Hauer was also Managing Director of Kroll Associates - the company that provided security for the WTC complex on 9/11 - and he also betrayed advance knowledge of the anthrax attacks a week before they happened.
In a July 27 1999 NY Times article unearthed by 9/11 Blogger entitled What Could Go Wrong? It’s His Job to Know, Hauer is given a glowing write-up by journalist Randy Kennedy:
“There is one story he tells in which this fascination is quite literal... But another illustration, a bit more metaphorical, is hard to miss when you walk into his office on the 23rd floor of 7 World Trade Center, otherwise known as 'the bunker,' the $13 million bulletproof, hurricane-proof, blackout-proof emergency crisis center opened by the city last month.”The article describes Building 7 for what it was, a structurally reinforced immovable object built for the express purpose of standing strong in a crisis situation, not the weakling tinderbox that allegedly became the first steel building in history to collapse from fire damage alone, according to debunkers like the BBC, the History Channel, Popular Mechanics and others.
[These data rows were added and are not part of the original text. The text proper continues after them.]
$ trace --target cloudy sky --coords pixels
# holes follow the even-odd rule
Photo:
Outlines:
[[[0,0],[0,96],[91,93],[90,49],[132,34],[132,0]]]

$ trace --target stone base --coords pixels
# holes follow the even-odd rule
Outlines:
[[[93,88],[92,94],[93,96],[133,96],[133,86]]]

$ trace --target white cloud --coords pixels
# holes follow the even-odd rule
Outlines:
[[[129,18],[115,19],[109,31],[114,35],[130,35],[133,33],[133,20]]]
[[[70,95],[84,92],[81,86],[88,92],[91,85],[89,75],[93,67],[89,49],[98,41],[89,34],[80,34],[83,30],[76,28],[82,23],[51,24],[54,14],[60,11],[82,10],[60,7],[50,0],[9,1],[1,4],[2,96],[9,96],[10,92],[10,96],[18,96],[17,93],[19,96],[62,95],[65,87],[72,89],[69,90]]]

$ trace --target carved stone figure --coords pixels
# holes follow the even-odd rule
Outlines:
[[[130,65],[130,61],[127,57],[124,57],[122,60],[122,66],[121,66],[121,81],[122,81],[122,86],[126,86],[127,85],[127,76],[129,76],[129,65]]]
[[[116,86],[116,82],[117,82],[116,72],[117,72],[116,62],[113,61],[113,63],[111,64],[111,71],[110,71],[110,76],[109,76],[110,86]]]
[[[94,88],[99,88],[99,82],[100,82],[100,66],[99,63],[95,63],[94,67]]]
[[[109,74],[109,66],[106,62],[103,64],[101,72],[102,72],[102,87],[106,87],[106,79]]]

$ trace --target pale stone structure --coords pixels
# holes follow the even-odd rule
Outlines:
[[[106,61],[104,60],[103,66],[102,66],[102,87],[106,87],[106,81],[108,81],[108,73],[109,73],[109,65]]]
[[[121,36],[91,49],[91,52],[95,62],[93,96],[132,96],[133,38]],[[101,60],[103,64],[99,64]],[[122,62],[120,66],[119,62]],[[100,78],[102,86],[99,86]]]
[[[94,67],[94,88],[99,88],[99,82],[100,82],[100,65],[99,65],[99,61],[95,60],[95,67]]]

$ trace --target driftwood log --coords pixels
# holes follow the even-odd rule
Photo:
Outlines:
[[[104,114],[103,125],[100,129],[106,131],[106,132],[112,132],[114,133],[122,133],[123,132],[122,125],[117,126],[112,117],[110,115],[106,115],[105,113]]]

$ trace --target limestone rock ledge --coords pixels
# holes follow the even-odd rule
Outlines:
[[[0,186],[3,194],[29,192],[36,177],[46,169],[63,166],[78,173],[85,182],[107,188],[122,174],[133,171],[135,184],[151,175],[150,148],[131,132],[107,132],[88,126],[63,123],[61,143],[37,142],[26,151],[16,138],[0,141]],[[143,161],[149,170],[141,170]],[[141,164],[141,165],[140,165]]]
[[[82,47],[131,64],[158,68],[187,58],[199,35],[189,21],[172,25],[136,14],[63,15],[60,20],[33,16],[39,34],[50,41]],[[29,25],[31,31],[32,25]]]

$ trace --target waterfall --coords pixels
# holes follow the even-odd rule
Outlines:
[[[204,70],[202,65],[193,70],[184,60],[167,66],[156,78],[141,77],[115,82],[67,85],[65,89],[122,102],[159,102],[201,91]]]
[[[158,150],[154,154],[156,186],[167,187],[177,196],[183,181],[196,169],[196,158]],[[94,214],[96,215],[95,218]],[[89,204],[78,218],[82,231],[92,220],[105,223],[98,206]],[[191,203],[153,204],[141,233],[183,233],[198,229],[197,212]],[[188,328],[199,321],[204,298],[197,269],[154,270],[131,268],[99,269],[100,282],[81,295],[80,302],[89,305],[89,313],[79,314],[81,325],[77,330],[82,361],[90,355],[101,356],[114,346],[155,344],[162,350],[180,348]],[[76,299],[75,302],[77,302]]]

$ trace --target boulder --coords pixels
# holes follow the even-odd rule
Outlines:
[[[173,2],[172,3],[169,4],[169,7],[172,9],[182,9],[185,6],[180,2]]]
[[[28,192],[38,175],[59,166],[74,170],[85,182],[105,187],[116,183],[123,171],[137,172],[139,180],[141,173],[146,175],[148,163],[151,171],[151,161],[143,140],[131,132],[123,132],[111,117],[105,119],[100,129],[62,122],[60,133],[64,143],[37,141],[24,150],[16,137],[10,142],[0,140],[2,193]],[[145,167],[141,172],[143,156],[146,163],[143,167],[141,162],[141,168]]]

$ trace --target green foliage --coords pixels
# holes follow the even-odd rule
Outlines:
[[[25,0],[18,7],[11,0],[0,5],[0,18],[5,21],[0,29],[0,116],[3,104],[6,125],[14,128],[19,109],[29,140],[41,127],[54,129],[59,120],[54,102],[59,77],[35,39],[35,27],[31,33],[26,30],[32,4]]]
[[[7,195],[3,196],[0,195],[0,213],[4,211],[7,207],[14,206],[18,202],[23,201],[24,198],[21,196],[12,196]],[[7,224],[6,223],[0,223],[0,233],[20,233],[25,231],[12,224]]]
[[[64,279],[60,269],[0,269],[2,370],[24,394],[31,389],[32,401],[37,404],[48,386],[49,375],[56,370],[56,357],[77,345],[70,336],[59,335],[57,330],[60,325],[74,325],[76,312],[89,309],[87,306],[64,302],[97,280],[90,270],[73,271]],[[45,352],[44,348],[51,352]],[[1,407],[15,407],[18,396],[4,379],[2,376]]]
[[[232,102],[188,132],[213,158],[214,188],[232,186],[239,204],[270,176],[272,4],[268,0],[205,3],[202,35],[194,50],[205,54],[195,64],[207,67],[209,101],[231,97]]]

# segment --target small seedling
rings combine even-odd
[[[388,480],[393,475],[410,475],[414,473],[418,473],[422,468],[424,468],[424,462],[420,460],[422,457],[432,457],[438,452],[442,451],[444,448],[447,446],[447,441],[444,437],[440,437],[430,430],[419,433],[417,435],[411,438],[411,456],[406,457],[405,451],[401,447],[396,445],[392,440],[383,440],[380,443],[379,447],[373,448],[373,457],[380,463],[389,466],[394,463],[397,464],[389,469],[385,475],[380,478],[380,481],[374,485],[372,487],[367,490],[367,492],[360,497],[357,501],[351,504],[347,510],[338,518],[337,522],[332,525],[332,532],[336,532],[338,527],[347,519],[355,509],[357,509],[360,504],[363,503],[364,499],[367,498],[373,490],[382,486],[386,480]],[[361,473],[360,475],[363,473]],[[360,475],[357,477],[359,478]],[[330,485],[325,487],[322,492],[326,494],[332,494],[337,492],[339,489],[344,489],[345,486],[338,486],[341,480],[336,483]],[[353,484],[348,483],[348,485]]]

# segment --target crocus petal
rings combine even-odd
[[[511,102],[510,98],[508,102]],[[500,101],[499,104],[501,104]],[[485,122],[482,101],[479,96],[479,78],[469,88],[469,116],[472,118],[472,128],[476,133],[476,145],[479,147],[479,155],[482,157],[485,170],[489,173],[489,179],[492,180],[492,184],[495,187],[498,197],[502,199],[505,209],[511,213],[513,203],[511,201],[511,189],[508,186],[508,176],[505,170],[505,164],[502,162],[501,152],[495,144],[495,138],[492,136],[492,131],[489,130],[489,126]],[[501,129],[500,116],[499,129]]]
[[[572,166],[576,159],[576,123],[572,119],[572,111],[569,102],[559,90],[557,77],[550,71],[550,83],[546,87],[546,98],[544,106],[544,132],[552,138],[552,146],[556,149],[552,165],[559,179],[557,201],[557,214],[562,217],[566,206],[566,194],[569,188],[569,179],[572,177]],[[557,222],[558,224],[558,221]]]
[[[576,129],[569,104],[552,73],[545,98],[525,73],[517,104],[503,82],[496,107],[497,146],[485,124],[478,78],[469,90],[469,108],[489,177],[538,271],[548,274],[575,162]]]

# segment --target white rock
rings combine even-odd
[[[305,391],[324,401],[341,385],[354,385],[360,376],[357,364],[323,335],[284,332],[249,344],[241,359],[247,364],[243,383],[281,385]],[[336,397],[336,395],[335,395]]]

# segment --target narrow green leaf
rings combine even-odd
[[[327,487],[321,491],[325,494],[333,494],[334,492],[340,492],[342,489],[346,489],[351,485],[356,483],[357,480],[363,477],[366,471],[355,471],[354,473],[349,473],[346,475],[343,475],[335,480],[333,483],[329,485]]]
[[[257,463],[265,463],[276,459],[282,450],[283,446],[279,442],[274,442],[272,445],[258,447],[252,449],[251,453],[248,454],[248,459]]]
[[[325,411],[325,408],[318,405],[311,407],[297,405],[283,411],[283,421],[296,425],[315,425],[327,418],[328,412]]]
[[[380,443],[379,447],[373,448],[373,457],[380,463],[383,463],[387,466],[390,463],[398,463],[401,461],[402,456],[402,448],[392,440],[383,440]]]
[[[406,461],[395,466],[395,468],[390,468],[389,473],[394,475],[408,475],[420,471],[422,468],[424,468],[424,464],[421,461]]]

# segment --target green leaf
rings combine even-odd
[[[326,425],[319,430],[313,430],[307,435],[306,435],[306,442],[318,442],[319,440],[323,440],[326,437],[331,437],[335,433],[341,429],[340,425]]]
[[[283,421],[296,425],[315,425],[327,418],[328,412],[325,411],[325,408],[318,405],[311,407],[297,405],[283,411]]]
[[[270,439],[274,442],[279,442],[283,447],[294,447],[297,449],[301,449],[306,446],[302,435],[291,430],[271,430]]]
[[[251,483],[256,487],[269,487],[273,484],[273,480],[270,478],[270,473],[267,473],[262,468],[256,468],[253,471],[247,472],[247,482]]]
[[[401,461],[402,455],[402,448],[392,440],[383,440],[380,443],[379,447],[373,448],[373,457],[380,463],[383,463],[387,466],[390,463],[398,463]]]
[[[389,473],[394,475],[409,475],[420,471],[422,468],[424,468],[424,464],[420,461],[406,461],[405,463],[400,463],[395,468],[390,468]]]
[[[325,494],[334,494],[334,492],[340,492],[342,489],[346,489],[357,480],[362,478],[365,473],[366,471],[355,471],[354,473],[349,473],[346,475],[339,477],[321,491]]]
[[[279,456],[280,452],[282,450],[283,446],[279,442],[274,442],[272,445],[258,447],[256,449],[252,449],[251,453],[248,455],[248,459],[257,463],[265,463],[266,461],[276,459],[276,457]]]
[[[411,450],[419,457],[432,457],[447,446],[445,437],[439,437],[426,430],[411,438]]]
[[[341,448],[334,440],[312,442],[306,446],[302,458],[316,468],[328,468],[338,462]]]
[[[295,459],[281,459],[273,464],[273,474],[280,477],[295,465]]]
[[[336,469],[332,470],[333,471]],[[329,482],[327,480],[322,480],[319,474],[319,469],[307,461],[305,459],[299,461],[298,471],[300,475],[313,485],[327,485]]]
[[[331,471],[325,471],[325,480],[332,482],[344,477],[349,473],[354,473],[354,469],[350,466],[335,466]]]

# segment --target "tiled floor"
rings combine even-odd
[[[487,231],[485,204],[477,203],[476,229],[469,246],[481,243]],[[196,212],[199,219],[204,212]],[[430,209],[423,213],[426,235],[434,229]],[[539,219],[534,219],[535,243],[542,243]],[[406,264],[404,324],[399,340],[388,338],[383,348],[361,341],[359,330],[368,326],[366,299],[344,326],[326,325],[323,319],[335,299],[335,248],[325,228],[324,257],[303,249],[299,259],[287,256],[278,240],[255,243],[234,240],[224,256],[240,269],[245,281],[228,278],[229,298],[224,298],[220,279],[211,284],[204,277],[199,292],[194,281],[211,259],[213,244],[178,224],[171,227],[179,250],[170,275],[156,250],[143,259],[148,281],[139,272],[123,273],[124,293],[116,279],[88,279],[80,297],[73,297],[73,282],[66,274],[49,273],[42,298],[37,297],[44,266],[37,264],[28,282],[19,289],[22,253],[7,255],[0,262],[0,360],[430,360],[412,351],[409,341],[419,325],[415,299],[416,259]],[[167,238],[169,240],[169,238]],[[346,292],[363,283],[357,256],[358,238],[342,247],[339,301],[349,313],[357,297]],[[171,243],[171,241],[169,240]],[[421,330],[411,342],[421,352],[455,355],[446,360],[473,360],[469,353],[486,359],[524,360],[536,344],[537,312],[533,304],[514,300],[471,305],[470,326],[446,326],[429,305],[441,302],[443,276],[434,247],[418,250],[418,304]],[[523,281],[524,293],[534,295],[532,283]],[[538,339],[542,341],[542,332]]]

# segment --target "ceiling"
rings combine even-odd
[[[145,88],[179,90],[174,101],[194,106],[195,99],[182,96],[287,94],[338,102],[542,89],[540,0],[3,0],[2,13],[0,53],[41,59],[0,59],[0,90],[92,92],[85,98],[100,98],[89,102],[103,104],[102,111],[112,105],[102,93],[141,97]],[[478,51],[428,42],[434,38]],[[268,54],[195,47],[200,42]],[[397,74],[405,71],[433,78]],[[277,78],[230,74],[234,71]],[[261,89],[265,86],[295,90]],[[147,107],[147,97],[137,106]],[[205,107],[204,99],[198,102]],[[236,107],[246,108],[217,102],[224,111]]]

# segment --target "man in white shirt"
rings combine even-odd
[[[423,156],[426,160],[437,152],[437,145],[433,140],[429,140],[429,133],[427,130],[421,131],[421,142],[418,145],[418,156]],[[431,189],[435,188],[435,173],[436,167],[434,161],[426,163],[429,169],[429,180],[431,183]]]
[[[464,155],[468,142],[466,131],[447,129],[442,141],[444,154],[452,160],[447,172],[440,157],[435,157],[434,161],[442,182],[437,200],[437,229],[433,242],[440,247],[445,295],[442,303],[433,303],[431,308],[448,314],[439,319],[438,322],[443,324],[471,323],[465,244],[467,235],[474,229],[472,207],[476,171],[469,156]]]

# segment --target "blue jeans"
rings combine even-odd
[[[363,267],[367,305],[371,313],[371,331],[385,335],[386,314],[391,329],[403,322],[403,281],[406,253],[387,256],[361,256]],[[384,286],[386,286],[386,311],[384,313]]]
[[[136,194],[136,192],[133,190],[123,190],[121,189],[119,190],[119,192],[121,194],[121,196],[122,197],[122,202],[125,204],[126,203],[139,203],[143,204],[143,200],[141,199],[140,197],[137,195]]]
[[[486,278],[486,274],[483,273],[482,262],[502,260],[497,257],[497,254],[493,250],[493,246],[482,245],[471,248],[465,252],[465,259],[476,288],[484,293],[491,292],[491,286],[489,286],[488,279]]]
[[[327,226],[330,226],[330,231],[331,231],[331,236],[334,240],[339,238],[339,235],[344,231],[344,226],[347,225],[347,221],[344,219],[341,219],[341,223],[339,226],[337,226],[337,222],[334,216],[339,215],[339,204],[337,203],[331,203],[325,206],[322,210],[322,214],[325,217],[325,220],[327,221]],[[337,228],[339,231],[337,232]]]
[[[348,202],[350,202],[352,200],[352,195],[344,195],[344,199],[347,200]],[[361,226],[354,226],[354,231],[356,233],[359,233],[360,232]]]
Indeed, as the NY Times quotes Larry Silverstein as stating in 1989, WTC 7 designers “Built in enough redundancy to allow entire portions of floors to be removed without affecting the building’s structural integrity,” a solid structure that was again improved upon that year with “More than 375 tons of steel - requiring 12 miles of welding.”
The article describes Hauer’s role, “As the city’s chief emergency manager, Mr. Hauer oversees the response to building collapses, of which there have been no shortage over the last three years.”